タロットのカードをめくったとき、これほど不安をそそる絵も珍しいでしょう。それが「塔」です。その絵はすでにすべてを物語っています。高くそびえる建物に雷が落ち、最上部から人影が落下している。決して控えめなカードではありません。しかし、このカードが本当に訴えかけていることを理解できれば、その受け止め方はまったく変わってくるはずです。
塔が象徴するもの
塔は、偽りの土台の上に築かれたものを、突然の衝撃で打ち倒すことを告げます。これは罰でも「あなたの何かが悪い」というサインでもありません。あるものが、どこかの時点で、誤った考えや否認、あるいは見た目ほど頑丈ではなかった構造の上に支えられていたことの結果にすぎないのです。
その過程に痛みはつきまといます。それは隠しようがありません。しかし、明らかになる真実はあなたを解放します。今崩れ落ちるものは、認めるのがどれほど辛かろうと、そもそもあなたを支えてはくれなかったのです。そして崩壊の後に残るものこそ、最初から本物だった唯一のものなのでしょう。
これは避けられない変化のカードです。準備ができているかどうかは問いません。やってきて、揺さぶり、その後、本物の上に再建できる地面を整えてくれるのです。
恋愛での塔
恋愛の読み解きで塔が現れたときは、関係を一変させるような啓示を指し示すことが多いです。それは隠されていた真実が表面化することかもしれませんし、表面上はすべてが安定していたように見えたのに、何の前触れもなく訪れる破局かもしれません。
このカードを完全に和らげることはできませんし、そう試みる意味もありません。ただ、有益な視点は与えてくれます。崩壊の後には、誠実な何かを築く可能性があるということ。それが同じ相手との間で、関係が本物の土台の上で再構築できるならその人と、あるいはそれが状況を客観視する妨げになっていたものならその人抜きで、です。

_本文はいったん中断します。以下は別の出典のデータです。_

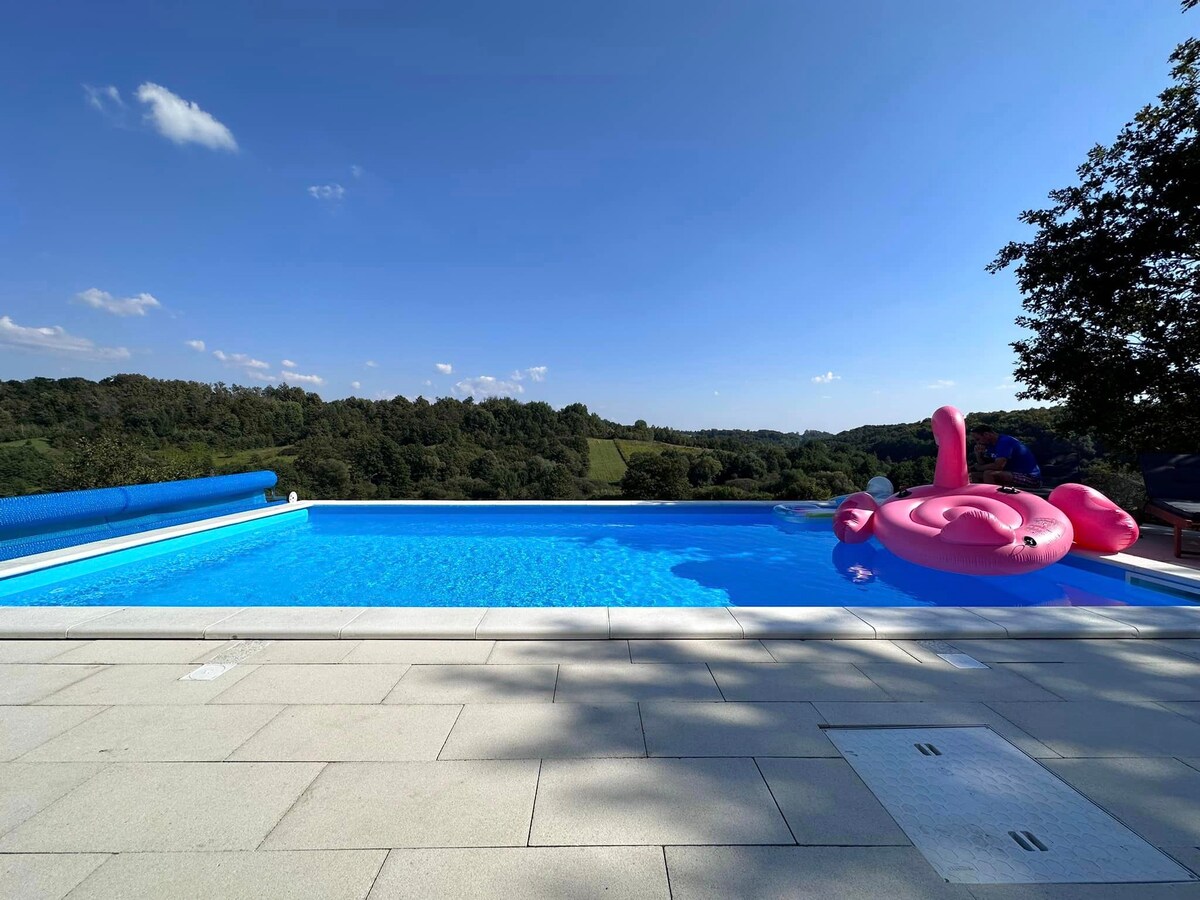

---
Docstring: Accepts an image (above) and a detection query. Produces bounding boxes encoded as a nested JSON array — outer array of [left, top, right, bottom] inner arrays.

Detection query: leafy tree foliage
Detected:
[[988, 36, 1200, 454], [0, 375, 1112, 504]]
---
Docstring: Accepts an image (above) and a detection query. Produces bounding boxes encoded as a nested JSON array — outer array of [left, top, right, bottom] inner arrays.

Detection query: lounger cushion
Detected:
[[1140, 453, 1200, 502], [1149, 499, 1200, 523]]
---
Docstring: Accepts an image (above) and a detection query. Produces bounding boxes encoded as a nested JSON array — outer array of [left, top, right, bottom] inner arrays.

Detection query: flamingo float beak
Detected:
[[938, 508, 1017, 548]]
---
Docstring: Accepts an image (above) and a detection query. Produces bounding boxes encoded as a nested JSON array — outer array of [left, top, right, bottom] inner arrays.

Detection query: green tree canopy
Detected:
[[988, 36, 1200, 454]]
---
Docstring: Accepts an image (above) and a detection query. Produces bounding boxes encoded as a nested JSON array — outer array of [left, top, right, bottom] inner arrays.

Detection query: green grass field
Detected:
[[586, 438, 627, 483], [0, 437, 53, 454], [614, 439, 704, 461]]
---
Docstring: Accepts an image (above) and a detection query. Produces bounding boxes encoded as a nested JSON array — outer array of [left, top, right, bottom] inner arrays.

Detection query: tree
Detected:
[[620, 451, 691, 499], [988, 33, 1200, 454]]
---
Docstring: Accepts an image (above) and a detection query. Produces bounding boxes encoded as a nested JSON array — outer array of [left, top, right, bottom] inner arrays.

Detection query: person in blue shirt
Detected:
[[968, 424, 1042, 488]]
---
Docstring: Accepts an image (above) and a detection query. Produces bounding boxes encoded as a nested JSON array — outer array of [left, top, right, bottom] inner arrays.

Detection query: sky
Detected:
[[0, 2, 1194, 432]]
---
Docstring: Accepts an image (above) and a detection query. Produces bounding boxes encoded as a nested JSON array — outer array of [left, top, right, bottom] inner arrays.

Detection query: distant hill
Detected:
[[0, 374, 1128, 505]]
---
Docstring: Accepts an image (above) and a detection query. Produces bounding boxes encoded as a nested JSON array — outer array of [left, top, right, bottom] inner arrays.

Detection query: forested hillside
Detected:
[[0, 375, 1130, 504]]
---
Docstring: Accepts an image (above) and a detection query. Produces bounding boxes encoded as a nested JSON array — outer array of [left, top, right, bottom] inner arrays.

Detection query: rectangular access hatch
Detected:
[[825, 726, 1197, 885]]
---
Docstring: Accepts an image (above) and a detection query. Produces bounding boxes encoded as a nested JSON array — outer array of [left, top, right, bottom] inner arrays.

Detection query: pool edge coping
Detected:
[[0, 500, 1197, 641]]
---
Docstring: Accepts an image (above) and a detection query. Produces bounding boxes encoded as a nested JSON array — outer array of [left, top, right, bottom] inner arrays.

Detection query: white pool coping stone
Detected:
[[0, 499, 1197, 640]]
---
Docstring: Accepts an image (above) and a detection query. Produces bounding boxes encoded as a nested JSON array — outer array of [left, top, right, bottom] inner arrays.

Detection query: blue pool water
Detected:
[[0, 504, 1188, 608]]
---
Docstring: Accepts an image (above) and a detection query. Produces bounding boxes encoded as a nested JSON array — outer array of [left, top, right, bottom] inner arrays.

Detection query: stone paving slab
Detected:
[[65, 850, 387, 900], [51, 639, 229, 664], [438, 703, 645, 759], [728, 607, 876, 639], [966, 881, 1200, 898], [339, 608, 486, 639], [987, 700, 1200, 757], [1157, 702, 1200, 725], [201, 639, 359, 664], [707, 663, 891, 702], [756, 757, 910, 845], [665, 846, 971, 900], [1043, 757, 1200, 847], [488, 640, 630, 664], [813, 701, 1060, 758], [639, 702, 838, 758], [1153, 639, 1200, 660], [970, 607, 1140, 638], [846, 608, 1007, 639], [628, 639, 774, 664], [608, 608, 742, 639], [762, 638, 918, 665], [0, 762, 105, 836], [0, 664, 106, 704], [36, 663, 257, 705], [385, 664, 558, 704], [950, 638, 1197, 665], [369, 847, 671, 899], [476, 608, 609, 639], [554, 664, 722, 702], [344, 640, 494, 664], [0, 762, 323, 852], [530, 757, 793, 846], [1003, 660, 1200, 703], [0, 706, 104, 761], [857, 663, 1064, 702], [0, 607, 126, 639], [206, 608, 366, 640], [0, 852, 109, 900], [230, 704, 462, 761], [0, 640, 85, 663], [66, 607, 243, 639], [263, 760, 540, 850], [22, 704, 283, 763], [212, 664, 410, 705], [1088, 605, 1200, 638]]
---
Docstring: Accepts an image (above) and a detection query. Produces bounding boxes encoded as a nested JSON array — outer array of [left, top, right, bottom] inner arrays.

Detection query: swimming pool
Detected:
[[0, 503, 1189, 608]]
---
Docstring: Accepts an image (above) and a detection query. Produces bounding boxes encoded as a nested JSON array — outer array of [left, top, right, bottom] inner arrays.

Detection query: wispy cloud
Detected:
[[284, 372, 324, 386], [282, 359, 297, 369], [454, 375, 524, 399], [365, 360, 378, 368], [185, 339, 206, 351], [0, 315, 129, 360], [435, 362, 453, 374], [83, 84, 124, 119], [511, 366, 548, 382], [246, 371, 277, 383], [75, 287, 161, 317], [811, 371, 840, 384], [350, 164, 363, 179], [307, 184, 345, 201], [135, 82, 237, 151], [213, 349, 269, 370], [926, 379, 956, 389], [350, 380, 361, 390]]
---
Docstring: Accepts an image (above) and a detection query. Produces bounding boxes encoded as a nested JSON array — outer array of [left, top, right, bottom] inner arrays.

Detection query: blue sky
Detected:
[[0, 2, 1193, 431]]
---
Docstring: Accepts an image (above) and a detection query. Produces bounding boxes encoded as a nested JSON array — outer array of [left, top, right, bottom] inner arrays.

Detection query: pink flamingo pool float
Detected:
[[833, 406, 1138, 575]]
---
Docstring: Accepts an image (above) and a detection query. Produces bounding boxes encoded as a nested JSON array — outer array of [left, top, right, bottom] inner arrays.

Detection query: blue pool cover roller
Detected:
[[0, 471, 279, 561]]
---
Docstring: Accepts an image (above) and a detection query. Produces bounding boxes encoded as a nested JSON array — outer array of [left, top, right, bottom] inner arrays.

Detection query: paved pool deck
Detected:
[[3, 635, 1200, 899]]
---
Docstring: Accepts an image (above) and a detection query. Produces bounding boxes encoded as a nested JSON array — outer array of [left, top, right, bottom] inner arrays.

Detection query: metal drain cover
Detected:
[[826, 726, 1196, 885]]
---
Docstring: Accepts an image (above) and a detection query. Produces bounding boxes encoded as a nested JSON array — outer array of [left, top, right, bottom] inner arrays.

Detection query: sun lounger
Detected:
[[1139, 453, 1200, 558]]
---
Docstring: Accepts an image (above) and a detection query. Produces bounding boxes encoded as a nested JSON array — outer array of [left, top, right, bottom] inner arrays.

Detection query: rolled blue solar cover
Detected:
[[0, 471, 278, 561]]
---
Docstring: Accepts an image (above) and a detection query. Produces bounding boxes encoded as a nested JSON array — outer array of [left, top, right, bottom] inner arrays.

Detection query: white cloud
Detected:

塔は、終わりのための終わりを告げるカードではありません。固いと見せかけて偽り続けることができなかったものを告げるカードなのです。
仕事での塔
仕事の分野では、塔は急激な変化を示すことが多いです。予告なく訪れる組織再編、うまく進んでいるかに見えた矢先に頓挫するプロジェクト、安定していると思っていた計画を根本から組み替える不意の知らせ。
ここでの助言は具体的です。崩れつつあるものにしがみつかないこと。すでに倒れかけているものを支え続けるほうが、手放して本質を守るよりも、たいてい多くのエネルギーを消耗します。塔は、何を救う価値があるのか、何が単なる惰性や手放す怖れからそこにあっただけなのかを見極めるよう促します。
仕事上の塔を経験した後、再構築されるものは以前より確かな土台を持っていることが多いものです。それは、そもそも支えられない前提に依存していないからにほかなりません。
逆位置の塔
逆位置では、塔はその本質を失わずに、その調子を変えます。ここで示されるのは明らかな崩壊ではなく、間一髪で回避された危機、まるで打撃が近づいたのに完全には至らなかったかのような状態です。
また、必要でありながら先延ばしにされている変化を指すこともあります。何かがうまくいっていない、ある構造はもう維持できないと分かっているのに、いきなり直面するのが怖くて引き延ばし続けている。逆位置のカードは、その引き延ばしには代償があると警告します。避けられないことを遅らせれば、それがついに訪れたとき、それだけ重くなるのです。
もう一つの読み方として、静かな内なる崩壊があります。外からは誰にも気づかれずに、内側で何かが崩れ落ちていく状態です。どの形であれ、根底に流れるメッセージは同じです。塔が自然に倒れ、いっぺんに崩れ去るのを待つよりも、自分で意識的に、一枚一枚解体してしまったほうが良いのです。
このカードと向き合う方法
塔が求めるのは受容ではなく、誠実さです。読み解きに現れたなら、現状のどの部分が、本当は本物ではないと分かっている何かによって支えられているのか、問いかけてみる価値があります。自分を責めるためではなく、手放すことが必要以上に荒々しくなる前に、それを手放し始めるために。
本記事は娯楽および自己理解を目的とした内容です。医療・法律・財務・心理に関する専門家の助言に代わるものではありません。